Viewer Type Selection
React Native determines the viewing mode through the settings JSON. Two viewer types are available: MarkerAR for full AR mode with QR marker anchoring, camera feed, and real-world overlay; Mobile3D for a standard 3D viewer with pan, zoom, and rotate without AR. React Native controls which mode launches based on user selection. Unity loads the appropriate scene and configuration.
Error Handling
Unity crashes shouldn't crash the entire app. The bridge catches unhandled exceptions and Unity log messages of type Exception, forwarding them to React Native. React Native receives crash logs, can display user-friendly error messages, and can report to crash analytics. Unity's problems don't leave users stranded in a broken AR view.
Why This Architecture
Users don't switch between apps. They seamlessly transition from project list to AR view within a single experience. Unity framework loads only when needed, keeping app launch fast and memory used only during AR sessions.
The separation is clean: React Native handles UI/UX, Unity handles rendering. Each runtime does what it does best. Login once in React Native, token flows to Unity. Update the React Native UI without touching Unity. Update Unity rendering without touching React Native. Independent development cycles.
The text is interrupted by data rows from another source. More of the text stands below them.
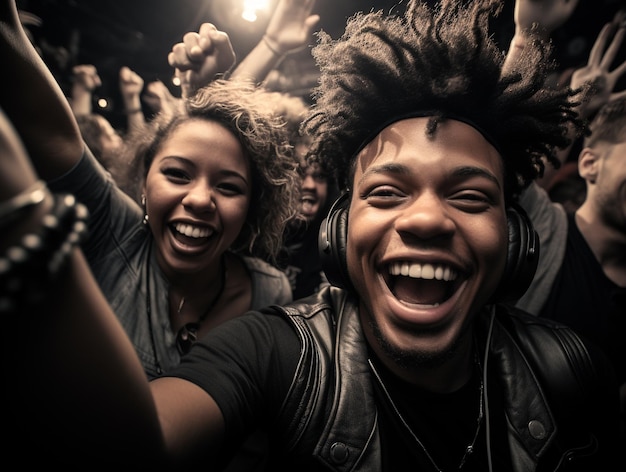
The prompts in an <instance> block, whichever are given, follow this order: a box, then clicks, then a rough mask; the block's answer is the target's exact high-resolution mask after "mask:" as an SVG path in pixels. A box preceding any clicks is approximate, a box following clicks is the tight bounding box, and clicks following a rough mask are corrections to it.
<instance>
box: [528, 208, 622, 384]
mask: <svg viewBox="0 0 626 472" xmlns="http://www.w3.org/2000/svg"><path fill="white" fill-rule="evenodd" d="M566 244H567V247H566V249H565V257H564V259H563V264H562V265H561V269H560V271H559V273H558V274H557V276H556V279H555V280H554V284H553V286H552V289H551V290H550V294H549V296H548V299H547V301H546V303H545V304H544V306H543V308H542V309H541V312H540V313H539V316H542V317H544V318H550V319H553V320H556V321H559V322H561V323H563V324H565V325H568V326H570V327H571V328H573V329H574V330H576V331H577V332H578V333H580V334H581V335H582V336H584V337H586V338H589V339H591V340H592V341H594V342H595V343H596V344H598V346H600V347H602V348H604V349H605V350H606V352H607V355H608V357H609V359H611V361H612V363H613V365H614V368H615V370H616V373H617V377H618V380H620V382H625V381H626V343H625V342H624V336H626V288H620V287H619V286H618V285H617V284H615V283H614V282H613V281H611V280H610V279H609V278H608V277H607V276H606V275H605V274H604V272H603V271H602V266H601V265H600V264H599V263H598V261H597V259H596V258H595V256H594V254H593V252H592V251H591V248H590V247H589V245H588V244H587V242H586V241H585V238H584V237H583V235H582V234H581V233H580V230H579V229H578V226H577V225H576V220H575V216H574V215H573V214H572V215H568V230H567V243H566Z"/></svg>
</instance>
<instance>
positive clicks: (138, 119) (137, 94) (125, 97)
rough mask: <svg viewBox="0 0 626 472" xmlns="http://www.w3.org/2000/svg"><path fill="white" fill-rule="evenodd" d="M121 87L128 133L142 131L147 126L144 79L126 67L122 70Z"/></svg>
mask: <svg viewBox="0 0 626 472" xmlns="http://www.w3.org/2000/svg"><path fill="white" fill-rule="evenodd" d="M119 85H120V93H121V95H122V100H123V102H124V113H126V124H127V128H128V132H129V133H132V132H133V131H137V130H140V129H142V128H143V127H144V126H145V124H146V120H145V118H144V115H143V110H142V108H141V91H142V90H143V79H142V78H141V76H140V75H139V74H137V73H136V72H135V71H133V70H132V69H131V68H130V67H127V66H124V67H122V68H120V73H119Z"/></svg>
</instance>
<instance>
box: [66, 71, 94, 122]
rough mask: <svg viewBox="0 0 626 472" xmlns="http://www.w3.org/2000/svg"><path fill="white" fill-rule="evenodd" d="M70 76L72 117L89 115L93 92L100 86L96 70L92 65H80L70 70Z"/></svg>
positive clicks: (91, 103) (70, 102)
mask: <svg viewBox="0 0 626 472" xmlns="http://www.w3.org/2000/svg"><path fill="white" fill-rule="evenodd" d="M72 74H73V75H72V88H71V95H70V106H71V107H72V111H73V112H74V115H89V114H91V112H92V111H93V110H92V108H93V106H92V100H93V92H94V90H95V89H97V88H98V87H100V86H101V85H102V80H101V79H100V76H99V75H98V70H97V69H96V66H94V65H92V64H80V65H77V66H74V67H73V68H72Z"/></svg>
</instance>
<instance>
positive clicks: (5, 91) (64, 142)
mask: <svg viewBox="0 0 626 472" xmlns="http://www.w3.org/2000/svg"><path fill="white" fill-rule="evenodd" d="M0 57H2V66H3V70H4V71H5V73H4V75H3V79H2V87H0V105H1V106H2V108H3V109H4V112H5V113H6V115H7V116H8V118H9V120H10V121H11V123H12V124H13V126H14V128H15V129H16V130H17V132H18V134H19V136H20V137H21V139H22V141H23V143H24V145H25V146H26V150H27V152H28V155H29V157H30V159H31V160H32V162H33V164H34V166H35V168H36V170H37V172H38V174H39V176H40V177H42V178H44V179H46V180H47V179H52V178H55V177H57V176H59V175H61V174H63V173H65V172H66V171H68V170H69V169H70V168H72V166H73V165H74V164H75V163H76V162H77V161H78V159H80V157H81V155H82V152H83V142H82V139H81V136H80V131H79V130H78V125H77V124H76V121H75V120H74V114H73V112H72V109H71V108H70V105H69V103H68V101H67V98H66V97H65V95H64V93H63V91H62V90H61V88H60V87H59V86H58V84H57V82H56V80H55V78H54V77H53V75H52V73H51V72H50V71H49V70H48V68H47V67H46V65H45V64H44V62H43V61H42V59H41V57H40V56H39V54H38V53H37V51H36V50H35V48H34V47H33V45H32V43H31V42H30V40H29V39H28V36H26V33H25V32H24V30H23V28H22V25H21V23H20V20H19V17H18V13H17V7H16V5H15V1H14V0H1V1H0Z"/></svg>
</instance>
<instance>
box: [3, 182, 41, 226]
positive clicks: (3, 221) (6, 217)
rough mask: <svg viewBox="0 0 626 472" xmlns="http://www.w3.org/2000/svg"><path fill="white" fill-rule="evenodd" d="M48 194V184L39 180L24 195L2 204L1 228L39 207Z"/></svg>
mask: <svg viewBox="0 0 626 472" xmlns="http://www.w3.org/2000/svg"><path fill="white" fill-rule="evenodd" d="M47 194H48V189H47V187H46V183H45V182H44V181H43V180H38V181H37V182H35V183H34V184H33V185H31V186H30V187H29V188H28V189H26V190H24V191H23V192H22V193H19V194H17V195H15V196H14V197H13V198H10V199H9V200H7V201H6V202H2V203H0V228H1V227H3V226H5V225H6V224H7V223H10V222H11V221H13V220H14V219H16V218H17V217H18V216H19V215H20V214H21V213H22V212H24V211H25V210H26V209H28V208H30V207H33V206H36V205H39V204H40V203H41V202H43V200H44V198H45V197H46V195H47Z"/></svg>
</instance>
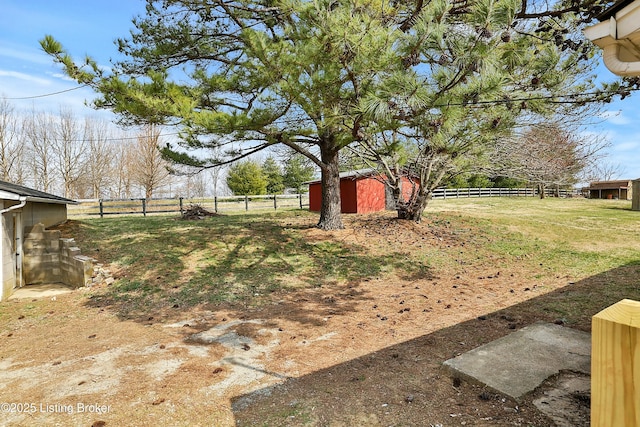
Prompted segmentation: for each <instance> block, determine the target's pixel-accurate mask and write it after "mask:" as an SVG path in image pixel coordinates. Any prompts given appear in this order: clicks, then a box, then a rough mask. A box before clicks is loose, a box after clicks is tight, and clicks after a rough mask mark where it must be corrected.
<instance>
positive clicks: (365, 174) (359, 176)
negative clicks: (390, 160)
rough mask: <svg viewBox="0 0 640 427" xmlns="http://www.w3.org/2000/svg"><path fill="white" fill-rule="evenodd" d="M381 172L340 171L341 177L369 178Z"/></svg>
mask: <svg viewBox="0 0 640 427" xmlns="http://www.w3.org/2000/svg"><path fill="white" fill-rule="evenodd" d="M379 174H380V172H378V171H377V170H375V169H358V170H354V171H348V172H340V179H359V178H368V177H370V176H373V175H379ZM320 181H321V180H320V179H316V180H314V181H307V182H305V183H304V184H317V183H319V182H320Z"/></svg>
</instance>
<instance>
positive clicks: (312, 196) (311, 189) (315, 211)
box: [309, 182, 322, 212]
mask: <svg viewBox="0 0 640 427" xmlns="http://www.w3.org/2000/svg"><path fill="white" fill-rule="evenodd" d="M321 207H322V185H321V184H320V183H319V182H314V183H312V184H309V210H310V211H311V212H320V208H321Z"/></svg>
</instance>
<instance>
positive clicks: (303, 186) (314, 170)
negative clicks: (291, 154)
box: [284, 155, 315, 194]
mask: <svg viewBox="0 0 640 427" xmlns="http://www.w3.org/2000/svg"><path fill="white" fill-rule="evenodd" d="M305 160H306V159H305V158H304V157H303V156H300V155H294V156H291V158H290V159H289V161H288V162H287V163H286V165H285V167H284V185H285V186H286V187H287V188H293V189H294V190H295V191H296V193H299V194H301V193H305V192H307V191H309V188H308V187H307V186H306V185H304V184H303V183H304V182H308V181H311V180H312V179H313V174H314V172H315V168H314V167H313V166H312V165H310V164H309V162H308V161H305Z"/></svg>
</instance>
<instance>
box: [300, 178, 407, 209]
mask: <svg viewBox="0 0 640 427" xmlns="http://www.w3.org/2000/svg"><path fill="white" fill-rule="evenodd" d="M406 181H407V185H404V186H403V189H404V193H405V194H410V192H411V184H410V183H409V181H408V180H406ZM340 203H341V211H342V213H369V212H377V211H382V210H384V209H385V208H386V206H387V191H386V186H385V185H384V182H383V180H382V179H381V176H380V174H379V173H378V172H377V171H376V170H374V169H361V170H357V171H351V172H342V173H341V174H340ZM321 206H322V185H321V182H320V181H312V182H309V210H310V211H314V212H319V211H320V207H321Z"/></svg>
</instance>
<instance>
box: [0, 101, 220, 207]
mask: <svg viewBox="0 0 640 427" xmlns="http://www.w3.org/2000/svg"><path fill="white" fill-rule="evenodd" d="M161 130H162V129H161V128H160V127H157V126H153V125H147V126H141V127H138V128H135V129H133V130H128V131H125V130H122V129H119V128H116V127H115V126H114V125H113V124H111V123H109V122H107V121H106V120H102V119H98V118H94V117H79V116H77V115H75V114H74V113H73V111H72V110H71V109H69V108H67V107H60V110H59V111H58V112H56V113H50V112H44V111H38V110H36V109H32V110H31V111H28V112H22V111H17V110H16V108H15V106H14V105H13V104H11V103H10V102H9V101H8V100H7V99H5V98H2V97H1V96H0V180H3V181H7V182H11V183H14V184H18V185H24V186H28V187H32V188H35V189H38V190H41V191H45V192H49V193H53V194H58V195H61V196H64V197H67V198H71V199H89V198H106V199H120V198H123V199H126V198H138V197H145V198H147V199H150V198H152V197H154V196H162V197H167V196H168V197H171V196H173V195H180V196H184V197H200V196H205V195H209V194H212V193H213V194H216V193H215V192H216V191H218V190H217V187H218V176H219V172H220V168H215V169H210V170H208V171H203V172H201V173H199V174H195V173H190V171H189V170H188V168H181V169H180V171H176V169H175V168H172V167H171V165H170V163H169V162H167V161H166V160H164V159H163V158H162V156H161V153H160V150H159V146H160V145H161V144H163V137H162V135H161ZM170 172H179V173H177V174H176V173H174V174H171V173H170ZM225 190H226V189H225ZM221 193H222V192H221ZM224 193H226V191H224ZM220 195H223V194H220Z"/></svg>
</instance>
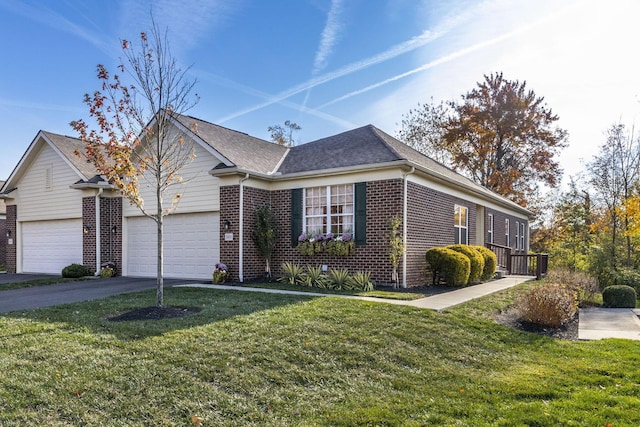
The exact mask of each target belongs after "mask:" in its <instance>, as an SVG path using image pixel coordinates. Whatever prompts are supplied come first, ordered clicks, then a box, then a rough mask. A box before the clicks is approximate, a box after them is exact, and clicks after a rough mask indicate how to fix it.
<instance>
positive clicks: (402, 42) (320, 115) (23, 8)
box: [0, 0, 640, 179]
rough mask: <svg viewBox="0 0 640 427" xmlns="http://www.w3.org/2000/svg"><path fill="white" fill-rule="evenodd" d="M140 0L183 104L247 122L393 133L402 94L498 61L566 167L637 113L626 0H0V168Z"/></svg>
mask: <svg viewBox="0 0 640 427" xmlns="http://www.w3.org/2000/svg"><path fill="white" fill-rule="evenodd" d="M152 5H153V12H154V16H155V18H156V21H157V22H158V23H159V25H160V27H161V28H165V27H166V28H168V32H169V38H170V43H171V48H172V52H173V54H174V56H175V57H176V58H177V59H178V60H179V61H180V63H181V64H184V66H191V67H192V68H191V71H190V74H191V75H192V77H194V78H196V79H197V80H198V84H197V86H196V92H197V93H198V94H199V95H200V97H201V100H200V102H199V103H198V104H197V106H196V107H195V108H193V109H192V110H191V111H190V112H189V114H190V115H193V116H196V117H199V118H201V119H204V120H207V121H210V122H213V123H217V124H220V125H223V126H226V127H229V128H232V129H236V130H239V131H243V132H246V133H249V134H251V135H253V136H256V137H260V138H265V139H269V134H268V132H267V127H268V126H270V125H273V124H276V123H282V122H284V121H285V120H292V121H295V122H297V123H298V124H299V125H300V126H302V131H300V132H299V133H298V135H297V137H298V139H299V140H300V142H301V143H304V142H308V141H312V140H315V139H318V138H322V137H325V136H329V135H332V134H335V133H339V132H342V131H345V130H348V129H353V128H355V127H359V126H363V125H366V124H369V123H371V124H374V125H375V126H377V127H379V128H381V129H382V130H384V131H386V132H388V133H390V134H392V135H394V134H395V133H396V131H397V130H398V126H399V123H400V122H401V121H402V115H403V114H406V113H407V112H408V111H409V109H411V108H414V107H415V106H416V105H417V103H419V102H427V101H429V99H430V98H431V97H433V99H434V100H435V101H440V100H451V99H456V98H459V97H460V95H462V94H464V93H466V92H468V91H469V90H471V89H473V88H474V87H475V85H476V83H477V82H479V81H481V80H482V79H483V75H485V74H489V73H492V72H500V71H501V72H503V73H504V76H505V78H507V79H510V80H520V81H527V85H528V87H529V88H530V89H533V90H534V91H535V92H536V94H538V95H539V96H544V97H545V101H546V103H547V104H548V106H550V107H551V108H552V109H553V111H554V112H555V113H557V114H558V115H559V116H560V121H559V122H558V123H559V125H560V126H561V127H564V128H565V129H567V130H568V131H569V134H570V140H569V142H570V146H569V148H568V149H566V150H565V151H564V153H563V155H562V156H561V158H560V162H561V165H562V166H563V168H564V169H565V175H566V176H567V175H574V174H576V173H577V172H579V171H580V170H582V169H583V166H582V163H581V159H584V160H589V159H590V158H591V156H592V155H593V154H595V153H596V152H597V148H598V146H599V145H600V144H601V143H602V142H603V141H604V132H605V130H606V129H607V128H608V127H609V126H610V125H611V124H613V123H617V122H620V121H621V122H623V123H626V124H628V125H633V124H636V125H637V124H638V123H635V122H636V121H638V118H639V113H640V99H639V95H640V79H639V77H638V76H640V69H639V68H640V67H638V64H639V63H640V60H638V52H637V43H638V40H640V37H639V36H640V34H639V33H640V26H638V25H637V19H638V17H639V16H640V2H637V1H635V0H628V1H623V0H609V1H590V0H576V1H570V0H563V1H560V0H511V1H507V0H490V1H481V0H478V1H467V0H442V1H431V0H423V1H421V0H290V1H284V0H274V1H263V0H224V1H223V0H208V1H196V0H158V1H155V2H151V1H148V0H117V1H95V0H55V1H54V0H51V1H29V0H26V1H18V0H0V40H1V42H0V43H1V46H2V49H1V52H2V59H1V60H0V64H1V66H0V135H1V137H0V138H1V139H0V179H6V178H7V177H8V176H9V175H10V174H11V172H12V170H13V168H14V167H15V165H16V164H17V163H18V161H19V160H20V157H21V156H22V154H23V153H24V151H25V150H26V149H27V147H28V145H29V144H30V143H31V141H32V140H33V138H34V137H35V135H36V134H37V132H38V131H39V130H40V129H43V130H48V131H51V132H56V133H61V134H67V135H73V136H75V135H74V132H73V130H72V129H71V128H70V127H69V125H68V123H69V122H70V121H71V120H74V119H78V118H83V117H86V116H87V111H86V107H85V106H84V104H83V103H82V98H83V95H84V94H85V93H87V92H93V91H94V90H95V89H97V88H98V82H97V79H96V77H95V69H96V65H97V64H104V65H106V66H107V68H109V69H110V70H113V71H115V70H116V65H117V64H118V62H119V57H120V55H121V52H120V50H119V47H120V42H119V40H120V39H122V38H125V39H130V40H135V39H136V37H137V35H138V34H139V32H140V31H144V30H148V28H149V25H150V24H149V21H150V18H149V11H150V10H151V7H152Z"/></svg>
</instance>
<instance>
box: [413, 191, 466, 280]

Not a web view. Not a cross-compiled shim. Real native code on both sides.Build Configuration
Two build variants maintain development velocity. Development builds run Unity standalone with direct API access for fast iteration and hot reload. Production builds embed Unity in React Native with full bridge communication for integration testing.
Same codebase compiles both ways. No code duplication. No drift between environments.
Result: A construction app that feels native everywhere. Smooth navigation in React Native. Powerful AR in Unity. One binary. One experience. The architecture invisible to users, which is exactly the point.